Tim van Slobbes Augen wirken müde. Zum Feiern oder zum Triumphieren ist ihm nicht zumute, obwohl er in den vergangenen Tagen gleich zwei Gerichtsverfahren gewonnen hat – gegen den Kreisverband sowie die Kreistagsfraktion der AfD in einem Fall und gegen ein einzelnes Mitglied der AfD-Kreistagsfraktion. »Die Prozesse haben viel Energie und Zeit gekostet«, erklärt der Vorsitzende des Kreisausländerbeirats. Dann hält er fest: »Ich will mich mit der AfD politisch auseinandersetzen. Und nicht gerichtlich.«

Ich will mich mit der AfD politisch auseinandersetzen – nicht gerichtlich

Tim van Slobbe

Der AfD-Kreisverband hat erfolglos versucht, eine einstweilige Verfügung gegen van Slobbe und ein Ordnungsgeld in Höhe von 250 000 Euro zu erwirken. Anlass war eine Rede des 53-Jährigen im August im Gießener Rathaus. Darin setzte sich van Slobbe mit der Facebook-Seite des AfD-Kreisverbands auseinander. Er bezeichnete sie als eine »Parallelwelt, in der Angst geschürt wird«. Fortlaufend seien dort in Kommentaren Volksverhetzung sowie »rassistische Hetze« zu lesen. Derartige Beiträge würden von den Mitgliedern des AfD-Kreisverbands nur selten gelöscht. »Meinem Eindruck nach finden sie es gut oder nehmen es zumindest hin, wenn andere Menschen bedroht und angefeindet werden.« Die Rede ist auf Youtube unter dem Titel »Demaskierung der Gießener AfD« zu finden.
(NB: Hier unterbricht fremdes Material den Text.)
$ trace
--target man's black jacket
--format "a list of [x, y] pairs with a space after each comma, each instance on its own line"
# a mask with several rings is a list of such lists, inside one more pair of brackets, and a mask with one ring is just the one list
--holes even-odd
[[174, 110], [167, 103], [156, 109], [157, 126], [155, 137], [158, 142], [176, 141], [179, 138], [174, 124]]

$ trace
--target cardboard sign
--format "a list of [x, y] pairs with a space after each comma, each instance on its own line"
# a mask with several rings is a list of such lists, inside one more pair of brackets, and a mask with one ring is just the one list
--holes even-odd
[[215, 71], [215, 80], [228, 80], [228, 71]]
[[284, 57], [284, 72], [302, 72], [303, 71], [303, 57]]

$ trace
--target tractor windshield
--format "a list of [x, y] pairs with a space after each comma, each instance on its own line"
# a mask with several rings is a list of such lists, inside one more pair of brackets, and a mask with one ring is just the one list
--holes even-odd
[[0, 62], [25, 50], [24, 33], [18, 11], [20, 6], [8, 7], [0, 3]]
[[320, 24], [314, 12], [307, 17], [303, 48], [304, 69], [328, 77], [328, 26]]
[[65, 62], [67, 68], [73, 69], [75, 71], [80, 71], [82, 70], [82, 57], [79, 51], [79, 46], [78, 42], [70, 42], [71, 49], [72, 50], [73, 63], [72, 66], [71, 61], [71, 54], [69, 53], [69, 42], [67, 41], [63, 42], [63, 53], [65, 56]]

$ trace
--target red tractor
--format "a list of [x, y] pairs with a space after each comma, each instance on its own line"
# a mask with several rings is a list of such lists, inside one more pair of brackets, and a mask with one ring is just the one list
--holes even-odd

AfD-Abgeordnete, erklärte van Slobbe in seinem Vortrag, beteiligten sich kaum an Diskussionen im Kreistag. Das Ziel der AfD, den Kreisausländerbeirat abzuschaffen, bewerte er zudem als »ersten Schritt, die Demokratie auf Kreisebene einzuschränken« – und als »rechtsextremistisch«. AfD scheitert vor Gericht Dagegen wehrt sich die AfD. Vor einer Zivilkammer des Gießener Landgerichts scheiterten der Kreisverband und die Kreistagsfraktion nun aber mit dem Antrag einer einstweiligen Verfügung. Van Slobbe habe lediglich seine Meinung geäußert, hält die Kammer fest. Noch deutlicher wird die Zivilkammer in einem zweiten Prozess. Dieses Verfahren hat Nikolaus Pethö, Kreistagsabgeordneter der AfD, angestrengt. Die Kammer hält fest: »Wer in Fragen der politischen Haltung gezielt Einfluss nehmen will, muss das Risiko öffentlicher, auch scharfer, abwertender Kritik auf sich nehmen und Polemik gegen seine Person hinnehmen.« Das Gericht erinnert daran, dass die AfD öffentlich die Abschaffung des Kreisausländerbeirats gefordert, im Internet das Gremium als Kasperletheater dargestellt hatte. »Wer im politischen Diskurs derart vorgeht, muss sich seinerseits auch überzeichneter Kritik der Gegenseite stellen." Prozesse noch nicht ausgestanden Pethö wirft van Slobbe vor, einen Vorfall im Rahmen einer Sitzung des Ausländerbeirats falsch und den AfD-Politiker als Lügner dargestellt zu haben. Hintergrund: Vor einem Jahr hatte der Ausländerbeirat die Öffentlichkeit – und damit auch Pethö – für einen Tagesordnungspunkt ausgeschlossen. Van Slobbe glaubt unterdessen, dass der Kreisverband der AfD vor allem aus einem Grund gerichtlich gegen ihn vorgegangen ist: als Mittel der Einschüchterung. »Nicht allein gegen mich. Sondern gegen jeden, der sich zur AfD äußern will. Wer traut sich denn angesichts solcher Verfahren, noch etwas gegen die AfD zu sagen?« Der Vorsitzende des Kreisausländerbeirats beobachtet einen Rechtsruck in der Gesellschaft. In den 90ern hätten sich die Kreistagsfraktionen geschlossen gegen die Republikaner gestellt. Heute aber werde die AfD von manchen Kreispolitikern »rechts liegen gelassen« Herabsetzungen des Kreisausländerbeirats im Internet würden geduldet. Ausgestanden sind die Prozesse gegen die AfD indes noch nicht. AfD-Kreischef Uwe Schulz erklärt, in mindestens einem der Verfahren lege man Widerspruch ein.